TCGA2BED: extracting, extending, integrating, and querying The Cancer Genome Atlas

Cumbo, F; Fiscon, G; Masseroli, Marco; Ceri, Stefano; Weitschek, E.

Background: Data extraction and integration methods are becoming essential in order to effectively access huge amounts of genomics and clinical data. In this work, we focus on The Cancer Genome Atlas a comprehensive archive of tumoral data containing Next Generation Sequencing experiments of more than 30 cancer types. Results: We propose TCGA2BED a software tool to download and convert TCGA data in the structured BED format. Additionally, we extend TCGA data with several other genomic databases (i.e., NCBI Entrez, HGNC, UCSC).

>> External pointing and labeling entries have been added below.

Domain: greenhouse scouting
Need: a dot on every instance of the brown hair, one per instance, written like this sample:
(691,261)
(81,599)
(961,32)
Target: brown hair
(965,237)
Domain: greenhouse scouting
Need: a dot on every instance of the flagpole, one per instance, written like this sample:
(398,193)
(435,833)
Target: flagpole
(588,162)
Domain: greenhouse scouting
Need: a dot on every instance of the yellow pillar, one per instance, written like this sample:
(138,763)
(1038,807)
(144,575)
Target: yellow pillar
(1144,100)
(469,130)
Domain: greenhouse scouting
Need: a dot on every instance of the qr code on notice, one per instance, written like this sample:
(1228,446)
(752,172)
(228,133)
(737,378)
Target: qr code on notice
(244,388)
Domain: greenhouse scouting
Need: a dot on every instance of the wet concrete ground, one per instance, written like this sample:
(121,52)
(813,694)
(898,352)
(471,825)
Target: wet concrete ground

Finally, we provide and maintain an automatically updated data repository with all publicly available CNV, DNA-methylation, DNA-seq, miRNA-seq, and RNA-seq (V1,V2) experimental and meta data converted into the BED format. Conclusions: The use of our proposed BED format reduces the time spent in managing TCGA data: it is possible to efficiently deal with huge amounts of cancer data, and to search, query, and extend them. Our proposed BED format facilitates the investigators allowing several knowledge discovery analyses on all actually known tumor types with the final aim of aiding cancer treatments.